I meant of course to post an update, still great work, thanks.

I’m just discovering your work, which is cool, and also similar to what I have in https://github.com/Common-Voice/commonvoice-fr/blob/master/DeepSpeech/Dockerfile.train

Thanks! I hadn’t seen that repo before. Is it linked to in the docs? I think we’re similarly trying to join up the dots into concrete and useful ‘pipelines’ that are probably not much language specific despite repo names with ‘-fr’ and ‘-cy’ and non-English descriptions.

I’ll take a closer look.

1 Like

Nope, because it’s not “official” and still under progress. To the best of my knowledge, it’s used by community members for some Spanish, Italian and I helped a student working on a Kabyle model based on this repo.

Unifying efforts seems like a very a good thing, your feedback from having grown up a similar solution would be valuable.

That’s too bad. Would be good to have a section for user contributed model training examples, similar to the current section similar to https://deepspeech.readthedocs.io/en/v0.7.4/Contributed-Examples.html. Or perhaps if there’s to be a repository of user contributed models (guessing from the new metadata parameters in exporting(?)) then it’d be useful to have a link to the training scripts.
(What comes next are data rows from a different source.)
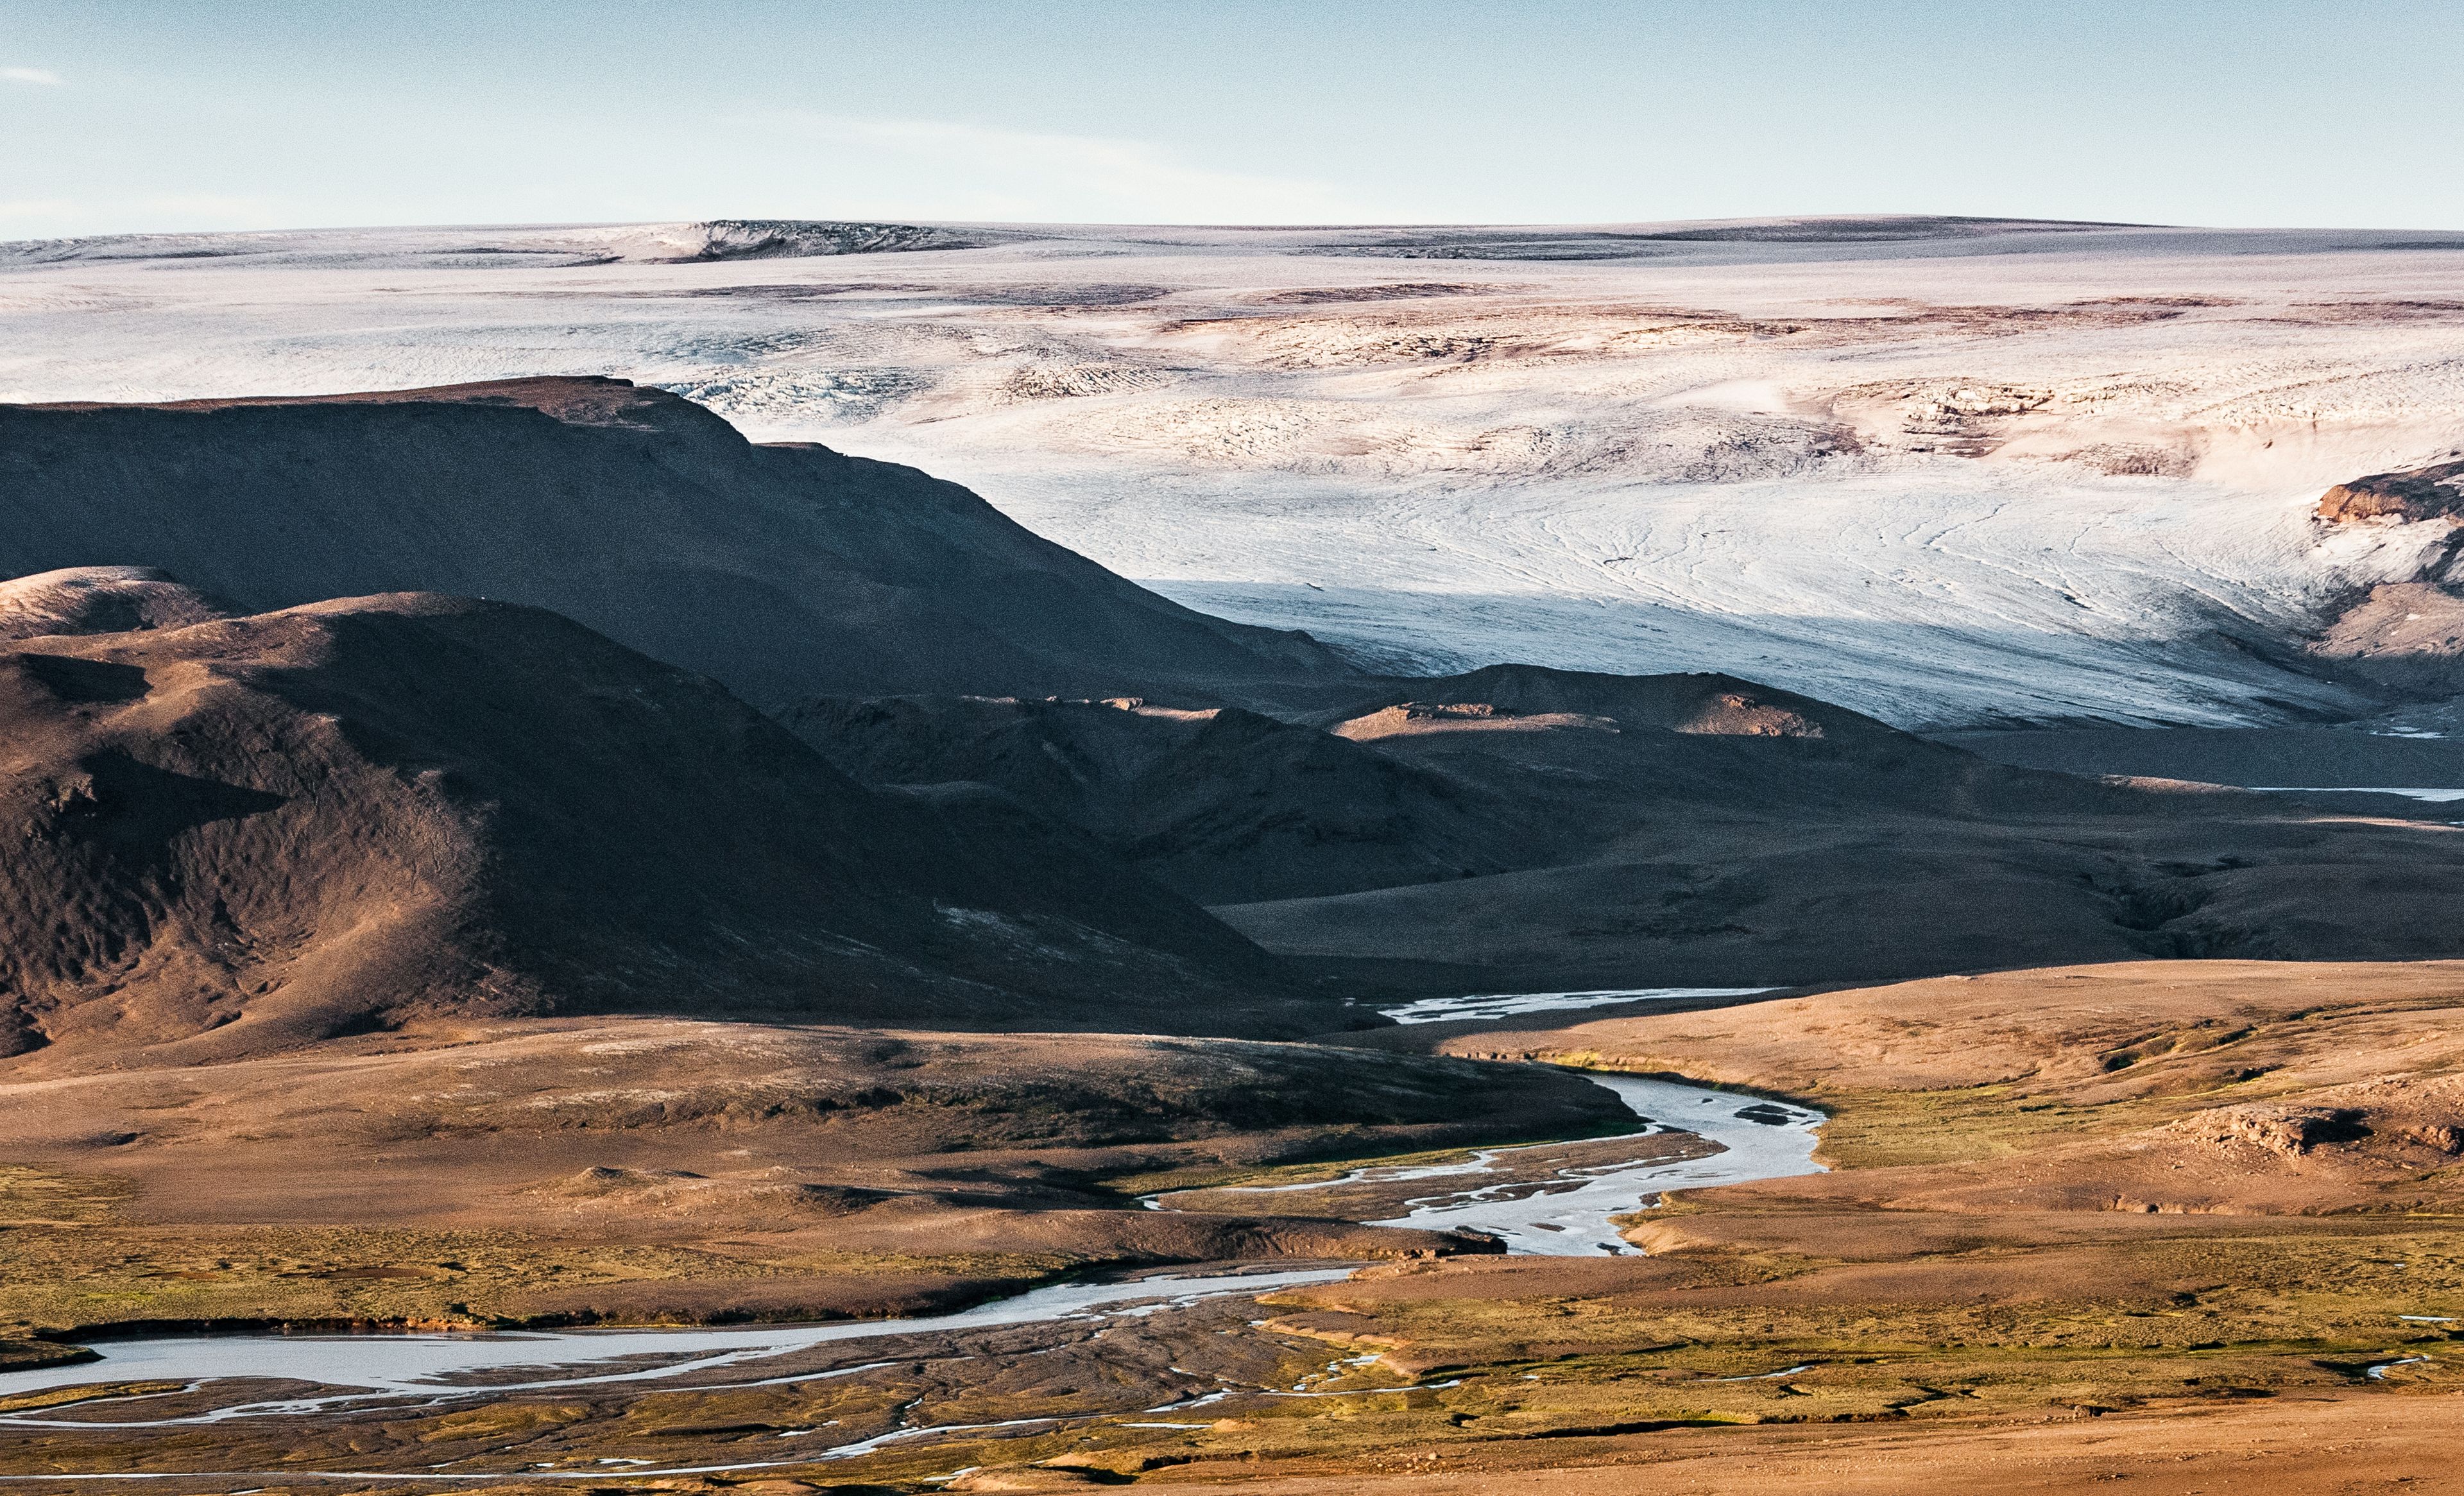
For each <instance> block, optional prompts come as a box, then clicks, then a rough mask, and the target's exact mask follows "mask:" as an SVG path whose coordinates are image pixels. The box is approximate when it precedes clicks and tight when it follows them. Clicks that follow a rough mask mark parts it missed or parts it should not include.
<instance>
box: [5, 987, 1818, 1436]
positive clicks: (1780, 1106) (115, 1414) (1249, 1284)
mask: <svg viewBox="0 0 2464 1496" xmlns="http://www.w3.org/2000/svg"><path fill="white" fill-rule="evenodd" d="M1747 991H1749V988H1727V991H1720V993H1710V991H1700V988H1690V991H1683V993H1680V991H1673V988H1658V991H1648V993H1636V991H1624V993H1614V996H1611V993H1515V996H1498V998H1449V1001H1444V1003H1429V1006H1427V1008H1424V1010H1429V1015H1427V1018H1422V1015H1419V1013H1414V1015H1409V1018H1404V1020H1407V1023H1409V1020H1414V1018H1419V1020H1424V1023H1427V1020H1434V1018H1439V1015H1444V1018H1483V1015H1491V1010H1493V1008H1501V1006H1503V1010H1508V1013H1533V1010H1547V1008H1592V1006H1604V1001H1636V998H1643V1001H1651V998H1676V996H1688V998H1690V996H1747ZM1592 1079H1594V1082H1599V1084H1604V1087H1609V1089H1611V1092H1616V1094H1619V1099H1624V1102H1626V1107H1629V1109H1631V1112H1634V1114H1636V1116H1639V1119H1641V1126H1639V1129H1636V1131H1634V1134H1624V1136H1614V1139H1584V1141H1582V1144H1533V1146H1520V1148H1481V1151H1476V1153H1471V1156H1469V1158H1461V1161H1454V1163H1422V1166H1370V1168H1358V1171H1353V1173H1350V1176H1345V1178H1340V1181H1333V1183H1318V1185H1274V1188H1262V1190H1257V1193H1259V1195H1271V1193H1276V1190H1279V1188H1340V1185H1345V1183H1370V1185H1382V1188H1387V1190H1395V1185H1404V1188H1402V1190H1400V1198H1402V1203H1404V1213H1402V1215H1397V1218H1392V1220H1385V1222H1377V1225H1414V1227H1434V1230H1454V1227H1466V1230H1478V1232H1488V1235H1493V1237H1498V1240H1503V1242H1506V1247H1508V1252H1533V1254H1594V1252H1624V1250H1629V1247H1626V1245H1624V1242H1621V1240H1619V1235H1616V1227H1614V1225H1611V1218H1614V1215H1624V1213H1631V1210H1639V1208H1643V1205H1646V1203H1651V1198H1656V1195H1658V1193H1661V1190H1683V1188H1705V1185H1727V1183H1747V1181H1759V1178H1789V1176H1801V1173H1818V1171H1821V1166H1818V1163H1814V1144H1816V1129H1818V1126H1821V1121H1823V1119H1821V1114H1816V1112H1809V1109H1801V1107H1786V1104H1779V1102H1759V1099H1754V1097H1740V1094H1735V1092H1715V1089H1708V1087H1693V1084H1680V1082H1666V1079H1641V1077H1631V1075H1592ZM1673 1131H1688V1134H1698V1136H1703V1139H1705V1141H1710V1144H1715V1146H1717V1151H1712V1153H1708V1156H1700V1158H1683V1161H1668V1158H1666V1144H1661V1146H1653V1148H1643V1151H1639V1153H1643V1156H1641V1158H1636V1156H1626V1158H1624V1161H1619V1156H1616V1144H1621V1141H1629V1139H1631V1141H1641V1139H1663V1136H1666V1134H1673ZM1557 1153H1562V1158H1560V1156H1557ZM1574 1158H1584V1163H1574ZM1419 1185H1427V1190H1422V1188H1419ZM1262 1203H1264V1200H1262ZM1148 1205H1151V1208H1153V1205H1161V1203H1156V1200H1151V1203H1148ZM1353 1267H1355V1264H1350V1267H1303V1269H1284V1272H1217V1274H1188V1277H1175V1274H1156V1277H1143V1279H1131V1282H1079V1284H1052V1287H1045V1289H1032V1291H1027V1294H1018V1296H1015V1299H1000V1301H993V1304H981V1306H976V1309H963V1311H956V1314H931V1316H917V1319H882V1321H843V1323H818V1326H727V1328H641V1331H554V1333H530V1331H522V1333H355V1336H160V1338H131V1341H101V1343H96V1346H94V1351H96V1356H99V1360H86V1363H79V1365H52V1368H39V1370H15V1373H0V1397H17V1395H25V1392H42V1390H49V1388H86V1385H103V1383H168V1385H175V1388H182V1390H185V1392H195V1390H202V1388H207V1385H212V1383H232V1385H234V1388H232V1390H234V1392H249V1388H246V1383H256V1388H254V1395H239V1397H232V1400H229V1402H219V1405H212V1407H205V1410H200V1407H197V1402H195V1400H185V1405H182V1407H180V1410H172V1407H160V1412H155V1415H153V1417H148V1412H150V1407H148V1405H150V1402H153V1397H148V1395H126V1392H118V1395H116V1392H101V1395H99V1397H91V1400H81V1402H79V1405H76V1412H79V1415H84V1417H64V1415H67V1412H69V1407H67V1405H64V1402H62V1400H52V1402H49V1405H47V1407H22V1410H17V1412H0V1429H52V1427H59V1429H165V1427H182V1425H217V1422H232V1420H261V1417H301V1415H310V1417H313V1415H320V1412H323V1415H342V1412H357V1410H404V1407H409V1410H419V1407H451V1405H468V1402H485V1400H493V1397H503V1395H508V1392H562V1390H577V1392H582V1390H589V1388H618V1385H621V1388H641V1390H653V1388H678V1390H724V1388H761V1385H791V1383H816V1380H828V1378H840V1375H855V1373H862V1370H870V1368H872V1365H880V1363H862V1365H830V1368H813V1358H811V1356H808V1353H811V1351H816V1348H821V1346H833V1343H865V1341H894V1338H904V1336H939V1333H961V1331H988V1328H1005V1326H1032V1323H1069V1321H1099V1323H1101V1321H1111V1323H1119V1321H1131V1319H1138V1316H1148V1314H1156V1311H1165V1309H1175V1306H1188V1304H1200V1301H1207V1299H1227V1296H1257V1294H1266V1291H1274V1289H1289V1287H1299V1284H1321V1282H1333V1279H1343V1277H1348V1274H1350V1272H1353ZM885 1351H887V1353H890V1356H897V1351H894V1348H890V1346H885ZM264 1383H293V1385H301V1388H303V1390H301V1392H296V1395H274V1397H266V1395H264V1392H266V1388H264ZM1220 1395H1230V1392H1220ZM1259 1395H1266V1397H1281V1395H1321V1392H1259ZM71 1400H74V1397H71ZM1210 1400H1215V1397H1200V1402H1210ZM1156 1412H1165V1410H1156ZM1030 1422H1035V1425H1050V1422H1052V1420H1030ZM1003 1427H1008V1425H1003ZM816 1432H818V1429H816ZM946 1432H961V1429H958V1427H926V1425H917V1427H902V1429H897V1432H892V1434H877V1437H875V1439H865V1442H857V1444H845V1447H825V1444H823V1442H821V1439H816V1447H813V1449H803V1452H798V1454H796V1457H791V1459H766V1461H749V1464H732V1466H692V1469H695V1471H700V1469H764V1466H776V1464H808V1461H816V1459H848V1457H855V1454H865V1452H870V1449H875V1447H880V1444H887V1442H892V1439H909V1437H931V1434H946ZM601 1464H611V1461H601ZM614 1464H621V1466H626V1469H614ZM614 1464H611V1466H609V1469H596V1471H572V1469H562V1471H549V1469H530V1471H522V1474H525V1476H527V1479H594V1476H596V1479H604V1476H609V1474H641V1476H648V1474H687V1471H683V1469H678V1471H663V1469H641V1466H638V1464H636V1461H614ZM281 1474H286V1476H288V1479H377V1476H379V1471H301V1469H288V1471H281ZM22 1479H44V1481H59V1479H182V1476H168V1474H163V1471H123V1474H118V1476H113V1474H91V1476H59V1474H49V1476H20V1474H0V1484H10V1481H22ZM382 1479H421V1481H471V1479H505V1471H493V1474H478V1471H473V1474H463V1471H444V1469H436V1466H431V1469H429V1471H416V1474H414V1471H397V1474H384V1476H382Z"/></svg>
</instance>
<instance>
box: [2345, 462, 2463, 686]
mask: <svg viewBox="0 0 2464 1496" xmlns="http://www.w3.org/2000/svg"><path fill="white" fill-rule="evenodd" d="M2319 518H2321V520H2324V522H2328V525H2368V522H2380V525H2388V522H2393V525H2432V527H2437V530H2444V540H2442V542H2439V540H2432V545H2430V547H2427V550H2425V552H2422V564H2420V569H2417V574H2415V577H2412V579H2410V582H2388V584H2380V587H2373V589H2370V591H2368V594H2365V596H2363V599H2361V601H2356V604H2351V606H2348V609H2346V611H2343V614H2338V616H2336V621H2333V624H2328V628H2326V631H2324V633H2321V636H2319V638H2316V641H2314V643H2311V656H2314V658H2319V661H2326V663H2331V665H2333V668H2336V670H2341V673H2346V675H2351V678H2358V680H2361V683H2365V685H2370V688H2375V690H2390V693H2397V695H2407V697H2427V700H2447V697H2459V695H2464V587H2459V579H2464V569H2459V557H2464V461H2449V463H2430V466H2425V468H2405V471H2395V473H2370V476H2368V478H2353V481H2351V483H2338V486H2333V488H2328V490H2326V493H2324V495H2321V498H2319Z"/></svg>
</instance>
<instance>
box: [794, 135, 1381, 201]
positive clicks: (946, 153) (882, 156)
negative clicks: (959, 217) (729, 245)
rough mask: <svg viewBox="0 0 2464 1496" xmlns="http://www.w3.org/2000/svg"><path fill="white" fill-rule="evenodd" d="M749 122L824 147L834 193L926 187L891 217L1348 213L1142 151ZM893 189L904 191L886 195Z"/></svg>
mask: <svg viewBox="0 0 2464 1496" xmlns="http://www.w3.org/2000/svg"><path fill="white" fill-rule="evenodd" d="M747 123H752V126H754V128H759V131H764V133H769V136H774V138H776V136H793V138H801V140H811V143H825V145H830V148H833V153H830V155H828V158H823V160H825V163H828V165H823V170H825V173H828V175H833V177H840V182H833V185H835V187H840V190H848V187H853V190H855V192H860V195H865V197H890V195H894V197H902V200H907V197H909V195H914V187H912V185H919V182H931V192H929V200H909V202H902V205H899V207H897V212H914V214H922V217H983V219H995V217H1000V219H1008V217H1042V219H1057V222H1087V219H1111V222H1326V219H1331V217H1350V214H1353V212H1355V207H1350V205H1348V197H1345V195H1343V192H1340V190H1338V187H1333V185H1328V182H1313V180H1301V177H1269V175H1254V173H1222V170H1210V168H1202V165H1190V163H1185V160H1178V158H1173V155H1170V153H1168V150H1163V148H1158V145H1148V143H1143V140H1116V138H1104V136H1052V133H1040V131H1000V128H986V126H963V123H949V121H919V118H850V116H828V113H806V111H761V113H759V116H756V118H752V121H747ZM890 182H897V185H902V187H907V190H892V192H882V187H887V185H890ZM867 187H870V190H867Z"/></svg>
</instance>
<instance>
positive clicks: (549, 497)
mask: <svg viewBox="0 0 2464 1496" xmlns="http://www.w3.org/2000/svg"><path fill="white" fill-rule="evenodd" d="M99 564H150V567H163V569H168V572H172V574H177V577H180V579H182V582H187V584H192V587H200V589H205V591H209V594H217V596H224V599H229V601H234V604H239V606H244V609H249V611H264V609H283V606H298V604H308V601H320V599H333V596H362V594H382V591H446V594H461V596H488V599H498V601H517V604H530V606H542V609H554V611H559V614H564V616H569V619H577V621H582V624H586V626H591V628H596V631H601V633H606V636H609V638H616V641H618V643H626V646H633V648H638V651H643V653H648V656H655V658H660V661H668V663H675V665H685V668H692V670H702V673H705V675H712V678H717V680H722V683H727V685H729V688H732V690H734V693H737V695H742V697H747V700H752V702H754V705H764V707H769V705H781V702H788V700H798V697H811V695H882V693H909V690H931V693H1027V695H1047V693H1062V695H1089V693H1094V695H1109V693H1124V690H1129V693H1158V695H1180V697H1202V700H1244V697H1247V695H1249V693H1264V695H1266V697H1281V695H1284V693H1289V690H1299V693H1301V695H1303V697H1308V700H1323V695H1326V693H1323V690H1316V695H1311V690H1313V685H1316V683H1340V680H1348V678H1350V670H1348V665H1345V663H1343V661H1340V658H1338V656H1333V653H1331V651H1328V648H1323V646H1318V643H1316V641H1311V638H1308V636H1306V633H1276V631H1269V628H1247V626H1239V624H1227V621H1222V619H1210V616H1205V614H1195V611H1190V609H1183V606H1178V604H1173V601H1165V599H1161V596H1156V594H1151V591H1146V589H1141V587H1133V584H1131V582H1124V579H1121V577H1114V574H1111V572H1106V569H1104V567H1096V564H1094V562H1089V559H1084V557H1079V555H1074V552H1069V550H1062V547H1060V545H1052V542H1047V540H1040V537H1035V535H1032V532H1027V530H1025V527H1020V525H1015V522H1010V520H1008V518H1003V515H1000V513H998V510H993V508H991V505H988V503H983V500H981V498H976V495H973V493H968V490H966V488H958V486H956V483H941V481H936V478H929V476H924V473H919V471H914V468H902V466H894V463H875V461H865V458H850V456H840V453H835V451H830V449H823V446H754V444H749V441H744V439H742V436H739V434H737V431H734V426H729V424H727V421H722V419H719V417H715V414H710V412H707V409H702V407H697V404H692V402H685V399H678V397H673V394H665V392H658V389H636V387H633V384H626V382H623V380H508V382H500V384H456V387H448V389H407V392H384V394H335V397H310V399H207V402H182V404H49V407H0V577H22V574H32V572H49V569H57V567H99Z"/></svg>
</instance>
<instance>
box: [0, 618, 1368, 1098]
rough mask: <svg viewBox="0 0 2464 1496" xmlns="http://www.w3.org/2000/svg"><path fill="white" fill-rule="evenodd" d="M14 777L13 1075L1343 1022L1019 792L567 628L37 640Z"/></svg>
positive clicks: (1241, 942)
mask: <svg viewBox="0 0 2464 1496" xmlns="http://www.w3.org/2000/svg"><path fill="white" fill-rule="evenodd" d="M69 582H74V579H49V584H52V587H64V584H69ZM71 591H74V587H71ZM0 769H5V771H0V840H5V845H10V848H12V853H10V858H5V860H0V1030H5V1035H0V1038H5V1047H7V1050H25V1047H39V1045H47V1043H49V1045H62V1047H94V1045H121V1047H131V1045H180V1047H177V1050H175V1052H182V1055H214V1052H246V1050H261V1047H278V1045H288V1043H301V1040H313V1038H320V1035H330V1033H347V1030H355V1028H370V1025H389V1023H397V1020H404V1018H414V1015H426V1013H453V1010H480V1013H554V1010H655V1013H685V1015H769V1018H793V1020H835V1023H877V1020H885V1018H894V1020H902V1023H939V1025H949V1028H1136V1030H1188V1028H1193V1025H1195V1030H1200V1033H1306V1030H1313V1028H1326V1025H1328V1015H1326V1013H1321V1010H1318V1008H1316V1006H1303V1003H1294V1001H1286V998H1279V996H1276V993H1281V991H1289V988H1284V986H1281V976H1279V971H1276V966H1274V964H1271V961H1269V959H1266V956H1264V954H1259V951H1257V949H1254V946H1252V944H1249V941H1244V939H1242V937H1237V934H1232V932H1230V929H1225V927H1222V924H1217V922H1215V919H1212V917H1207V914H1205V912H1200V909H1198V907H1193V905H1188V902H1185V900H1180V897H1178V895H1170V892H1165V890H1163V887H1158V885H1153V882H1148V880H1146V877H1141V875H1136V872H1131V870H1126V868H1121V865H1119V863H1114V860H1111V858H1106V855H1104V853H1099V850H1096V848H1092V845H1087V843H1082V840H1077V838H1074V835H1069V833H1064V831H1055V828H1052V826H1050V823H1045V821H1040V818H1032V816H1027V813H1025V811H1020V808H1018V806H1015V803H1010V801H1008V799H1003V796H998V794H995V791H986V789H941V791H904V794H877V791H867V789H862V786H857V784H855V781H850V779H845V776H843V774H838V771H835V769H830V766H828V764H825V762H821V759H818V757H816V754H813V752H808V749H806V747H803V744H801V742H796V739H793V737H791V734H788V732H786V730H781V727H779V725H774V722H771V720H766V717H761V715H759V712H754V710H752V707H747V705H742V702H737V700H734V697H729V695H727V693H724V690H719V688H717V685H715V683H710V680H705V678H697V675H690V673H683V670H675V668H670V665H660V663H655V661H648V658H643V656H638V653H633V651H628V648H621V646H616V643H609V641H606V638H601V636H596V633H591V631H586V628H582V626H579V624H572V621H567V619H559V616H554V614H545V611H537V609H520V606H505V604H483V601H466V599H441V596H421V594H397V596H370V599H350V601H328V604H313V606H301V609H286V611H274V614H261V616H246V619H219V621H202V624H190V626H175V628H155V631H131V633H86V636H39V638H20V641H15V643H7V646H0ZM1259 993H1264V996H1259ZM1303 1008H1306V1015H1303Z"/></svg>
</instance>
I’ve studied your scripts a bit more and see what’s common and different and I’d like to borrow in order improve our repo. The only feedback I could give to you (for now) is that you could add using lm_optimizer.py into your build-lm.shscript(?) It’s worthwhile in our case since I’ve observed the WER for our transcribing model reduce from 33% to 27%.

The documentation could explain this script a bit better with an example usage such as I figured out from reading the source:

(I’m not sure however why it attempts over 2000 times to find the best alpha and beta scores. It’s already found the optimal values by attempt no. 200. At 2000 however, it takes a much longer time to optimize the lm than it does to train the acoustic models with transfer learning. I’ve left it as it is for now since the test sets are small for the time being and since mostly everything else is using default settings)

Hwyl!

2 Likes

Indeed, but at the same time exposing it means supporting it. Until it’s solid enough, it would add more troubles for few gains.

This is something we are working on, yes

I’ve separated building the LM from evaluating its params, which is done in evaluate_lm.sh

Those are just the default values pickes from DeepSpeech

Yes, there is mostly no documentation, again because it’s too much of a WIP and I lack feedback on how much useful it is to people.